# Using Data Checks in AutoML

The ultimate goal of machine learning is to make accurate predictions on unseen data. EvalML aims to help you build a model that will perform as you expect once it is deployed in to the real world.

One of the benefits of using EvalML to build models is that it provides data checks to ensure you are building pipelines that will perform reliably in the future. This page describes how data checks are and can be used during the search process.

In [None]:
import evalml

## Default data checks in AutoML

By default, AutoML will run the series of data checks in `DefaultDataChecks` when `automl.search()` is called to check that inputs are valid before running the search and fitting pipelines. Currently, `DefaultDataChecks` contains a data check to check if a column is more 95% or more null, since that likely indicates a column with no or minimal useful information.

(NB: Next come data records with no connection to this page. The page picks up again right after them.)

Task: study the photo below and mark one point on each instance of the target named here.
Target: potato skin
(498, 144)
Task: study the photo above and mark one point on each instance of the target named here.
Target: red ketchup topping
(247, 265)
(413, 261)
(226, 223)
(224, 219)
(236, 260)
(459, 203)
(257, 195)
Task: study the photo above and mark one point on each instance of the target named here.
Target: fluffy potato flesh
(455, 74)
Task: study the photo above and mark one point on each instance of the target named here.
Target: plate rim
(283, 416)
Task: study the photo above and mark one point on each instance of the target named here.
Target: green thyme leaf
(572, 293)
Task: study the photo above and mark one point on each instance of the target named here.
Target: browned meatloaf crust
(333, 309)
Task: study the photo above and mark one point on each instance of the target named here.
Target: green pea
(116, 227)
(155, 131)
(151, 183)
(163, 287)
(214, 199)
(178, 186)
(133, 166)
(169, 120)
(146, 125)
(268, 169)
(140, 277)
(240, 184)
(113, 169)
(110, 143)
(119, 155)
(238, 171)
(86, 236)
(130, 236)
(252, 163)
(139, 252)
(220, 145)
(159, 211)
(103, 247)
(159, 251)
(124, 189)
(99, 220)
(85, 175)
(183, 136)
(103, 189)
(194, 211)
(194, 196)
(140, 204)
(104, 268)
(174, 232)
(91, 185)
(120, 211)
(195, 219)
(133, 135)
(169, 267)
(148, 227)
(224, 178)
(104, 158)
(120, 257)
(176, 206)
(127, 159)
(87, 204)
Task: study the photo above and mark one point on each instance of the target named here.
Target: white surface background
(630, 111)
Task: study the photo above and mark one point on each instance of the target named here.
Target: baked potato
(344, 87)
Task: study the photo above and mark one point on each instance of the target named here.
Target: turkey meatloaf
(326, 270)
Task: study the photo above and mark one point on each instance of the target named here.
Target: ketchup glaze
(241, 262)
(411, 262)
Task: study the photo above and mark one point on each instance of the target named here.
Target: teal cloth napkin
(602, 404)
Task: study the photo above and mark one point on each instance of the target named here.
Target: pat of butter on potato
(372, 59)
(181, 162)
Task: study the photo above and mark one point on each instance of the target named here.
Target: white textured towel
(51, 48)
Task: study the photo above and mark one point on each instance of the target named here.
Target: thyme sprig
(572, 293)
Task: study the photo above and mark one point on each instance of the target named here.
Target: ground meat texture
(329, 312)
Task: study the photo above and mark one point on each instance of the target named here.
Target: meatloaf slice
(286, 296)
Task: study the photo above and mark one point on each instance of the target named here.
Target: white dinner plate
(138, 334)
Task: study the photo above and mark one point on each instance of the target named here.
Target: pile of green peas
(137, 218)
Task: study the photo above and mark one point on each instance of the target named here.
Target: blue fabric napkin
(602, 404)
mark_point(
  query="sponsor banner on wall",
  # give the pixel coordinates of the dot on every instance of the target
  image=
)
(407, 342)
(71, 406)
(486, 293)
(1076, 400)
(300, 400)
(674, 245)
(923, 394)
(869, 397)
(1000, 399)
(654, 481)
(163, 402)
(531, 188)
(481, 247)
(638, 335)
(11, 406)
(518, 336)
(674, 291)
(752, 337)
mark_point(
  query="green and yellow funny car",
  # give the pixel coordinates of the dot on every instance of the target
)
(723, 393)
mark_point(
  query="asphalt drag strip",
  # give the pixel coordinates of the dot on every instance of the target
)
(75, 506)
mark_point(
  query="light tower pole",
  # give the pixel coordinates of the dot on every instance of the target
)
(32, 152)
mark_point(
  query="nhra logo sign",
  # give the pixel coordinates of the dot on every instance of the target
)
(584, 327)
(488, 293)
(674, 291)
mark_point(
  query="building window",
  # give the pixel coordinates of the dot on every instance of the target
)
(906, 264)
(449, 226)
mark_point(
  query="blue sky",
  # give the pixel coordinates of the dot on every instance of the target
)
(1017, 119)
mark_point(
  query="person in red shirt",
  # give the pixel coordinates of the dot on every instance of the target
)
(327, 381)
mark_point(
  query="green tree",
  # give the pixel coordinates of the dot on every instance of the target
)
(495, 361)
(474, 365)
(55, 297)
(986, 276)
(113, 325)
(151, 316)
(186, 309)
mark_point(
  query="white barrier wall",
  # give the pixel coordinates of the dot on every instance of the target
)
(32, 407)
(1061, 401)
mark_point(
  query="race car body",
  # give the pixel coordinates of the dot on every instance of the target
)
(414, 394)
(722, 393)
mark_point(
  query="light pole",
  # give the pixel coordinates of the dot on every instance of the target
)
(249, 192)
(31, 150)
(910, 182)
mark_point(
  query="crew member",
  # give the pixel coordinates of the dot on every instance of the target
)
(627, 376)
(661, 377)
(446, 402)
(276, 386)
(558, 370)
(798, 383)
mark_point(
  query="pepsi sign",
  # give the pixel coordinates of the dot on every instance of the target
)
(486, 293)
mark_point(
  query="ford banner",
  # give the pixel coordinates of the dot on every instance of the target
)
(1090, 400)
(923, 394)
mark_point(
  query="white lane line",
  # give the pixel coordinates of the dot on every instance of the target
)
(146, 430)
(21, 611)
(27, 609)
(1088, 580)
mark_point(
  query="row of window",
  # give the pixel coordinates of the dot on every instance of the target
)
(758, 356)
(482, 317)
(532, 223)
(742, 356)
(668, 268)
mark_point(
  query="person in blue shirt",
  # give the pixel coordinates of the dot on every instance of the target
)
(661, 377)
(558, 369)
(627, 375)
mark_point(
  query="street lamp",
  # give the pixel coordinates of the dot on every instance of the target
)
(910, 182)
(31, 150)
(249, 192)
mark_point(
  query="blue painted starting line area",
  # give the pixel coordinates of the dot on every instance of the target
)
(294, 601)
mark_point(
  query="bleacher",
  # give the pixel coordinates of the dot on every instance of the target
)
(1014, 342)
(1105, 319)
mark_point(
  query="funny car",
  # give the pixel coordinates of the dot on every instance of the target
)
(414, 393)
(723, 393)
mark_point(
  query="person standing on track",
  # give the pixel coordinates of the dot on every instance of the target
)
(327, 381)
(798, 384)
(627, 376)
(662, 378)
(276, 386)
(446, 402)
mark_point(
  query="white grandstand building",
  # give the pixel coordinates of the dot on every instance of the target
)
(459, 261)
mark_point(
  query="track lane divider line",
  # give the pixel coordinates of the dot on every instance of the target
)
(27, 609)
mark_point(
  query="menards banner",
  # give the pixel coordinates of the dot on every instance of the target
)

If the data checks returns any error or warning messages, `automl.search()` will raise a `ValueError` and quit before searching. This allows users to address any issues before running the potentially time-intensive search process. For example, here we have some data that contain a lot of null values, causing `DefaultDataChecks` to raise a `ValueError` when try to run the search below.

In [None]:
import pandas as pd
X = pd.DataFrame({'lots_of_null': [None] * 19 + [5],
                     'no_null': range(20)})
y = pd.Series([1,0]*10)
automl = evalml.AutoClassificationSearch(max_pipelines=1)
automl.search(X, y)

In [None]:
pd.Series([1,0]*10)


To access the exact warning and error messages our data checks returned, we can access `automl.latest_data_check_results`.

In [None]:
for message in automl.latest_data_check_results:
    print (message.message)

## Using your own data check with AutoML

If you'd prefer to pass in your own data check, you can do so by passing in a `DataChecks` object as the value for the `data_checks`.

In [None]:

from evalml.data_checks import DataCheck, DataChecks
from evalml.data_checks.data_check_message import DataCheckWarning

class ZeroVarianceDataCheck(DataCheck):
    def validate(self, X, y):
        if not isinstance(X, pd.DataFrame):
            X = pd.DataFrame(X)
        warning_msg = "Column '{}' has zero variance"
        return [DataCheckWarning(warning_msg.format(column), self.name) for column in X.columns if len(X[column].unique()) == 1]


data_checks = DataChecks(data_checks=[ZeroVarianceDataCheck()])

X = pd.DataFrame({'no_var': [1, 1, 1, 1, 1, 1, 1, 1, 1, 1],
                  'any_average_col': [2, 0, 1, 2, 1, 2, 0, 1, 2, 1],
                  'another_average_col': [0, 1, 2, 3, 4, 5, 6, 7, 8, 9]})
y = pd.Series([0,1,1,0,0,0,1,1,0,0])

automl = evalml.AutoClassificationSearch(max_pipelines=1)
automl.search(X, y, data_checks=data_checks)


Accessing the `latest_data_check_results` will help us begin to address the issues raised by data checks.

In [None]:
for message in automl.latest_data_check_results:
    print (message.message)

## Disabling Data Checks

If you'd prefer not to run any data checks before running search, you can provide an `EmptyDataChecks` instance to `search()` instead.

In [None]:
from evalml.data_checks import EmptyDataChecks
import pandas as pd

automl = evalml.AutoClassificationSearch(max_pipelines=1)
automl.search(X, y, data_checks=EmptyDataChecks())

Unlike above, no data checks will be run and hence, the same input data we used above will not raise an error and continue with the search process.